The first two fighters arrived in Israel on December 12, 2016. Today, the IAF has nine at its disposal, five of which were chosen for the inspection. The Israeli F-35 is the first outside of the United States to be declared operational, preceded only by the US Marine Corps and US Air Force.

"The initial operational capability inspection examined more than the squadron’s readiness to operate the 'Adir,' it tested the entire IAF. The inspection dealt with multiple elements in the IAF: the various directorates, the 'Golden Eagle' Squadron, the ATC Unit, Nevatim AFB, the Central Control Unit and many more," said Lt. Col. Yotam.

The IAF’s standpoint, to adapt itself to the fifth generation instead of adapting the "Adir" to the IAF, posed a new challenge every day. "The main theme that characterized the past year was learning. Every day in the past year ended with a debriefing in which we learned something new: about the aircraft, about its systems, operation, and maintenance," said Maj. D, Deputy Commander of the 140th Squadron.

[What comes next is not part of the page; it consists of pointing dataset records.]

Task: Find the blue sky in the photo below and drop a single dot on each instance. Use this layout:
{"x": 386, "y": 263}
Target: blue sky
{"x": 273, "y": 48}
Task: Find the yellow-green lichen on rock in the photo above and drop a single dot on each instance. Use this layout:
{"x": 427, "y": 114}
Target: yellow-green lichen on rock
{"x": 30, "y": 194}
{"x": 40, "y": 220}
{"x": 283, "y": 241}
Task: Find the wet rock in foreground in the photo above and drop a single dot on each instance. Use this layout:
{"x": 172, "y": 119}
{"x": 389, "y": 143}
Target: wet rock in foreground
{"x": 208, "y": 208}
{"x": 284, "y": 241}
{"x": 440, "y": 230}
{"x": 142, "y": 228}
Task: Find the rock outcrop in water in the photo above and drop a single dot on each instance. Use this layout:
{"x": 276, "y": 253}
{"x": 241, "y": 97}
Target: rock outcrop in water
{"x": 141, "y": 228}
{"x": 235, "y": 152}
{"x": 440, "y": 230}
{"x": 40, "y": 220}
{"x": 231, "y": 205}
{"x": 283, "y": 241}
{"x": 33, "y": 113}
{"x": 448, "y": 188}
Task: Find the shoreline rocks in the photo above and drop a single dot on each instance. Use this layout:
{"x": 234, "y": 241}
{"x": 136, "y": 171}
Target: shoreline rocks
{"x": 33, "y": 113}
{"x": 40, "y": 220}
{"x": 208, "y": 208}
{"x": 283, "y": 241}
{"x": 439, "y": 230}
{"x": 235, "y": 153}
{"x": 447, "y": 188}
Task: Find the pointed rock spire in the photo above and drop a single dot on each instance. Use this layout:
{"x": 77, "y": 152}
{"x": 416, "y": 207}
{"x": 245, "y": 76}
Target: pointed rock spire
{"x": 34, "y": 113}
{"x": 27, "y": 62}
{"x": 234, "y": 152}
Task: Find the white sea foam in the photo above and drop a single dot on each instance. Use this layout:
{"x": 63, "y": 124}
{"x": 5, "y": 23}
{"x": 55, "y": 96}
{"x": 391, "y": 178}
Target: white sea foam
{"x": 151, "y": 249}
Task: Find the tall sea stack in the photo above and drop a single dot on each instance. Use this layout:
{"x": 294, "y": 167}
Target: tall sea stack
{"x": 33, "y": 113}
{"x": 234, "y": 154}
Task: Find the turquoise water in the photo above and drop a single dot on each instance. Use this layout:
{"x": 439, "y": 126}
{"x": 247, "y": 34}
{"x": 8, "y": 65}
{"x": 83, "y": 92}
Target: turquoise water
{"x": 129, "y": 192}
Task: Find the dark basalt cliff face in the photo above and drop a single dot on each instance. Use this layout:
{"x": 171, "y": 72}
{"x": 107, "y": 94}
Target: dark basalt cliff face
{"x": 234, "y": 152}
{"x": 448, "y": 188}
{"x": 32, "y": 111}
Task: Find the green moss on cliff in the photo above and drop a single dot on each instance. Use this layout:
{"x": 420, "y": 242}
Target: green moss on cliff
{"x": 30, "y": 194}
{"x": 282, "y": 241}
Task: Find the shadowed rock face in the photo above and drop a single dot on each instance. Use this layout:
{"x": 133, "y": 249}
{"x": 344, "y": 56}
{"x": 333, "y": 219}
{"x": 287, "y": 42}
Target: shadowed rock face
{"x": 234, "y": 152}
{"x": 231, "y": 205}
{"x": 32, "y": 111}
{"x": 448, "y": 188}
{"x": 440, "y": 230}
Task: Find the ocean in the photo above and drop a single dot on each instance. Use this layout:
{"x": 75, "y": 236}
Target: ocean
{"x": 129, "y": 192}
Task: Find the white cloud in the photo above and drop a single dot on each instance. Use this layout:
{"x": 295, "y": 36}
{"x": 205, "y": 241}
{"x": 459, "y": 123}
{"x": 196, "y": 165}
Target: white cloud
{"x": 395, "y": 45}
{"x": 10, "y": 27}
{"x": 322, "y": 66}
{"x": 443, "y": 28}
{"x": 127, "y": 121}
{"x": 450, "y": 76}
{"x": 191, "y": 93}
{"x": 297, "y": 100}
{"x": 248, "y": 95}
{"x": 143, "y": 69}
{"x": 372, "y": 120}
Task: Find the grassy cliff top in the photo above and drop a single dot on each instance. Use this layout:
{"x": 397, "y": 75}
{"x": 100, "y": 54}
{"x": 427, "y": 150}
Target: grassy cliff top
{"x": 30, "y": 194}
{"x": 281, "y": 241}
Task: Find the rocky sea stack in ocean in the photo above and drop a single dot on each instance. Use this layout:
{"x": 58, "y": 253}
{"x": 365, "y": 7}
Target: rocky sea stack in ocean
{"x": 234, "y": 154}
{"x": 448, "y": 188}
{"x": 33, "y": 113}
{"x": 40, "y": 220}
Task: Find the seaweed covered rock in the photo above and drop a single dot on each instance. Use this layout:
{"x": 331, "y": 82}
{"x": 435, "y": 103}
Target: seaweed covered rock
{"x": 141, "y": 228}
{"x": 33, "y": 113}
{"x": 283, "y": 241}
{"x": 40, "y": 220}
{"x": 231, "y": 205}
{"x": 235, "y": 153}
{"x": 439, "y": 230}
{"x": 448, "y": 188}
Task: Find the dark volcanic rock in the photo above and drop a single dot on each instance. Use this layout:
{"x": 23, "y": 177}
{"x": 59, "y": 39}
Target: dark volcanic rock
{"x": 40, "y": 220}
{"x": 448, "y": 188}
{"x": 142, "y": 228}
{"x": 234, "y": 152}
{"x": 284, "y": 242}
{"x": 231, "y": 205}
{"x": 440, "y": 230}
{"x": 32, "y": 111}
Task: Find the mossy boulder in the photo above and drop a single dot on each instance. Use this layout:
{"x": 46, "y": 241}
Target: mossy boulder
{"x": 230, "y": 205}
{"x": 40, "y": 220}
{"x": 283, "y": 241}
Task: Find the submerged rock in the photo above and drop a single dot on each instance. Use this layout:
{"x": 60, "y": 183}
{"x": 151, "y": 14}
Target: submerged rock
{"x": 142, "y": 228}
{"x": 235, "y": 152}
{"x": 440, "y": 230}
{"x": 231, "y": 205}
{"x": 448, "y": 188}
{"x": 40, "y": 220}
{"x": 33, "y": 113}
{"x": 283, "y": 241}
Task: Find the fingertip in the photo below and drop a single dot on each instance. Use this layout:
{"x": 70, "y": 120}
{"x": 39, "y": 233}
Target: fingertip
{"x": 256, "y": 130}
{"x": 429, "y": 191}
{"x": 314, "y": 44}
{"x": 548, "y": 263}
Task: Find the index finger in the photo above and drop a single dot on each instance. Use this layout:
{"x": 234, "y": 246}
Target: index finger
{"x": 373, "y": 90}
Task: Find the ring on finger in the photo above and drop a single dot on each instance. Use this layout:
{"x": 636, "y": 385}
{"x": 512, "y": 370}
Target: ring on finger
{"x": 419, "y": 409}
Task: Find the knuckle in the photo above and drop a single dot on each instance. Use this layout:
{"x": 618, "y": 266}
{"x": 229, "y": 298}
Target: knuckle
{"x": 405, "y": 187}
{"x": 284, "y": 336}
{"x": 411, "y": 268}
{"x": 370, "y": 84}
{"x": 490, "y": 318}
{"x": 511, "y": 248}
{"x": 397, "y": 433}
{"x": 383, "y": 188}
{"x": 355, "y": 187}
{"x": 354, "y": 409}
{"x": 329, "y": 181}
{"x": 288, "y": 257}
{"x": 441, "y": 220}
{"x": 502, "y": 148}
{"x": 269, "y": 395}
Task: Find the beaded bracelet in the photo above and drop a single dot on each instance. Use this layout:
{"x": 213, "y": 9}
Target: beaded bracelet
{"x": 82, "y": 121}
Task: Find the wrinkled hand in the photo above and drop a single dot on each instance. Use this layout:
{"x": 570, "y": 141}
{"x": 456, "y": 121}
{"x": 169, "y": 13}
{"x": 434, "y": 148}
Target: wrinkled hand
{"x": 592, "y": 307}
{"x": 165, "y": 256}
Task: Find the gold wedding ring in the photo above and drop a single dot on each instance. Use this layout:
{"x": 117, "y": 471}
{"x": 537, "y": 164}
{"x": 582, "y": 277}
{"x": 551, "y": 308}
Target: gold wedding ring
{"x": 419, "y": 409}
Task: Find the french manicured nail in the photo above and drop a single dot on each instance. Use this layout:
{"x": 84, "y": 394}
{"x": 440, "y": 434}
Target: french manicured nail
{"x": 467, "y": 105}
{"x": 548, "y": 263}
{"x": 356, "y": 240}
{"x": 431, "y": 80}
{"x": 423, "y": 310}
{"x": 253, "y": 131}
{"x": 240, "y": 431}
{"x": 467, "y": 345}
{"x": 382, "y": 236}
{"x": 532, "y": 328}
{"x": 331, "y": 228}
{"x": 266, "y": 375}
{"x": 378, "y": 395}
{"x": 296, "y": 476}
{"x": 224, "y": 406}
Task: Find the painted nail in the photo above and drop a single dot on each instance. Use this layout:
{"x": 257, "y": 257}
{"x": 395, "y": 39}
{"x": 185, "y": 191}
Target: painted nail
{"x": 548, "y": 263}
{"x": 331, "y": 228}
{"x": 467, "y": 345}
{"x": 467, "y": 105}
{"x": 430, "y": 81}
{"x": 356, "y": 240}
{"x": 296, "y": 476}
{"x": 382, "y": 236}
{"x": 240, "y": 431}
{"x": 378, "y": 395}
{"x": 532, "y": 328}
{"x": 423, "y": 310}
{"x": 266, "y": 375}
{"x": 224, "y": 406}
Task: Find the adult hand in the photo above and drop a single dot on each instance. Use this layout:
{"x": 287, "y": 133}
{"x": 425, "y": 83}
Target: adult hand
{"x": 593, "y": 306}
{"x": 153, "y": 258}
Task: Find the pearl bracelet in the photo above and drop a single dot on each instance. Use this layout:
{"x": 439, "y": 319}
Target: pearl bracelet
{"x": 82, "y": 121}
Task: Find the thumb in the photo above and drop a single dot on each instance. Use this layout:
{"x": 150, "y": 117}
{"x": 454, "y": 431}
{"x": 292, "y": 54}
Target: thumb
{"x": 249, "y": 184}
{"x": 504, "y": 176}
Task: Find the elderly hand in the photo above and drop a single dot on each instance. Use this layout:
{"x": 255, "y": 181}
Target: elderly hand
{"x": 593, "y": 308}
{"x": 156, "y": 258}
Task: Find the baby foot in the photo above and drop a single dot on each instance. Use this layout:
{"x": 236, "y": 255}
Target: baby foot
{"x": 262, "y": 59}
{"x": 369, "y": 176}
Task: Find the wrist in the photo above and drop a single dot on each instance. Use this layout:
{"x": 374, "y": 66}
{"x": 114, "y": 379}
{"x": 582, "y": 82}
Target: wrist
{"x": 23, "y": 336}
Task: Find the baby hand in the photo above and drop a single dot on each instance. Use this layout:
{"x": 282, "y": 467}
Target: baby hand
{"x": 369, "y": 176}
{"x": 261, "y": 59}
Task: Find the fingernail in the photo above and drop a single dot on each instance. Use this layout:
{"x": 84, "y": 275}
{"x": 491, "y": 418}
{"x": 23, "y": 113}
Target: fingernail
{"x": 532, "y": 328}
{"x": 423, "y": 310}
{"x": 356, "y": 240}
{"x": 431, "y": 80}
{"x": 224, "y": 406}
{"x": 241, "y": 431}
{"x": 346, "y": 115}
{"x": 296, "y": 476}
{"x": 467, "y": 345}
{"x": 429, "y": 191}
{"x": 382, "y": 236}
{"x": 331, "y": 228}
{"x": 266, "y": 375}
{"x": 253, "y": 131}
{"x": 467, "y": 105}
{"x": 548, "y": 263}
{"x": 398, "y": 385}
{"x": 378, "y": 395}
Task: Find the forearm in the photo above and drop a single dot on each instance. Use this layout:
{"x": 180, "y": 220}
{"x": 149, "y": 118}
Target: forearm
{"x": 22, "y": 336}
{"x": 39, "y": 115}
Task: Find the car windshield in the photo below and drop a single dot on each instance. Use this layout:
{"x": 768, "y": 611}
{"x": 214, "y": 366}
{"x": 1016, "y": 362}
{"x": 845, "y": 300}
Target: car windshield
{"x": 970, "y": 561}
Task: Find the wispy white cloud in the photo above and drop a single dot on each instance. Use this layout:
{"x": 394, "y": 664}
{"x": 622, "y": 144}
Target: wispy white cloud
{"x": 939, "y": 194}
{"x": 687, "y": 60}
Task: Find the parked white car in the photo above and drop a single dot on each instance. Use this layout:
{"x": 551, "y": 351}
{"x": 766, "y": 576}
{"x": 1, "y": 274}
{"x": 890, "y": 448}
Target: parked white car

The 140th Squadron’s aircrew members are among the first F-35 aircrew members in the world, a fact that strengthens their sense of mission. "Flying the 'Adir' is exciting every time, from wearing your flight suit and unique helmet to starting the engine. Getting excited from the overwhelming thrust, the ease in which you climb and begin performing your mission." 

"The integration of the 'Adir' is one of the largest challenges that the IAF has dealt with, mainly because of the pioneering nature of the project. 80 percent of the things we do and learn here are things we taught ourselves," shared Lt. Col. Yotam.

Throughout 2018, the "Golden Eagle" Squadron is expected to integrate six more fighters, while the next aircraft are scheduled to land in Israel early in the summer.

"We have yet to complete our acquaintance with the aircraft. We still have tests, development of combat doctrines and extensive learning before us," concluded Lt. Col. Yotam. "We haven’t stopped learning thinking and developing upon being declared operational. The establishment of the division does not end with this inspection; it just begins. Will the 'Adir' participate in the next military campaign? I have no doubt. An aircraft like this brings capabilities to the IAF that it didn’t have before; it is an important strategic asset."